A variety of computer and computational science research advances is needed to help with these national goals. In some areas, industrial progress is helping; in fact, the most advanced visualizations today are probably in the entertainment industry, but few of these are relevant to scientific and engineering needs. However, industry is providing higher-resolution and lighter display techniques, as well as virtual reality devices. More important for NSF are modeling the behavior of the systems we need to visualize and providing interactive control of the visualization process. We need better algorithms, able to do 3-D and time-varying visualizations acceptably fast on many new problems; algorithms for summarizing and extracting data from large data sets or results of calculations; methods to represent and visualize uncertainty and to combine and display data or calculations having different uncertainties; algorithms to manipulate and visualize high-dimensional data; and the software tools and languages needed to make programming of visualizations easier.

Research topics in this area include modeling complex systems, understanding human perceptual abilities, implementing elements of intelligent design, extracting scientific features from very large data sets, and distinguishing real features from artifacts. The continued rise in computer speeds and the explosion in the use of remote sensing have presented new opportunities and challenges in displaying data. As the number of data points to be displayed far exceeds anything the human eye can individually recognize, we need new methods of analyzing and selecting what is to be shown and how.
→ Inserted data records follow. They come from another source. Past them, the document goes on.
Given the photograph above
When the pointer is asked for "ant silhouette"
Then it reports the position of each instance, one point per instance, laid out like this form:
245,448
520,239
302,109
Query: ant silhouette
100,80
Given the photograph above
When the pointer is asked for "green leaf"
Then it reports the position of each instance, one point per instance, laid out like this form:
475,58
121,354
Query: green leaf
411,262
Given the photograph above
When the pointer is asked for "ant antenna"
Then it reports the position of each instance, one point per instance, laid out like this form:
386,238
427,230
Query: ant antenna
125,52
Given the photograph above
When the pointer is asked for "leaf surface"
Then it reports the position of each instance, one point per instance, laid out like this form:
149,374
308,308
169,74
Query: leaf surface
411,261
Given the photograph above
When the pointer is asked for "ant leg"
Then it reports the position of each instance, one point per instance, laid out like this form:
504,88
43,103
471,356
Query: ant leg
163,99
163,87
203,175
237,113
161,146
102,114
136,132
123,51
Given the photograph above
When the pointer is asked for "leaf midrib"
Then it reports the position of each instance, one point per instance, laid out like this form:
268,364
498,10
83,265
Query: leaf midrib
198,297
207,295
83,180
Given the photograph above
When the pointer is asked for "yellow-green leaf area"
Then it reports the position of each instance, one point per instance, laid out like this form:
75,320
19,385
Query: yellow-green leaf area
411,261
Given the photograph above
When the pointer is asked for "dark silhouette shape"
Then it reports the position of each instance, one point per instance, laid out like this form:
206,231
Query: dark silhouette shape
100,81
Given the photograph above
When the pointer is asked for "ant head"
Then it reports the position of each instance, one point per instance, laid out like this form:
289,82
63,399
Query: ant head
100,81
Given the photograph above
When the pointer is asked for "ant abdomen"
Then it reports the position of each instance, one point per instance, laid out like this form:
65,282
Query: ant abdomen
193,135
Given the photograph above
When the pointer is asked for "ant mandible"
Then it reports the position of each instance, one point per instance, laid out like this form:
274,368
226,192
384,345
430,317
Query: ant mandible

We also need to exploit the new high-bandwidth networks to permit people to view immense amounts of data remotely.

There are two specific themes to be supported by this program:

  1. Very large visualizations. The overall goal is to develop general, extensible methods that enable understanding of very large (multi-gigabyte to terabyte) data sets from simulations, experiments, and data collections from the natural and social world. Subtopics of particular interest include interactive exploration of very large data sets; processing and presentation of real-time data from high-bandwidth sources; access and visualization of distributed data sets; extraction of features and behaviors for study, including uncertainty; and building scalable software systems for visualization. Applicants should have at least 100 gigabytes of data or simulation output available for visualization.
  1. Visualization as a tool for assisting software robustness and usability. The overall goal is to provide new techniques and tools for program understanding and development. Subtopics of particular interest include on-line and a posteriori visualization of program state; performance measurement and visualization; new depictions of program behaviors; and use of visualization in program development, debugging, and performance analysis. Proposals should include research in graphical programming tools and similar topics.

Investigator teams for the very large visualization portion of this program should include members with a demonstrated history of successful cooperative work and research progress in the area of information visualization. Investigators on the software visualization thrust should have experience working with users of programming tools. In any case, the investigators should have strong ties to users of the visualized data.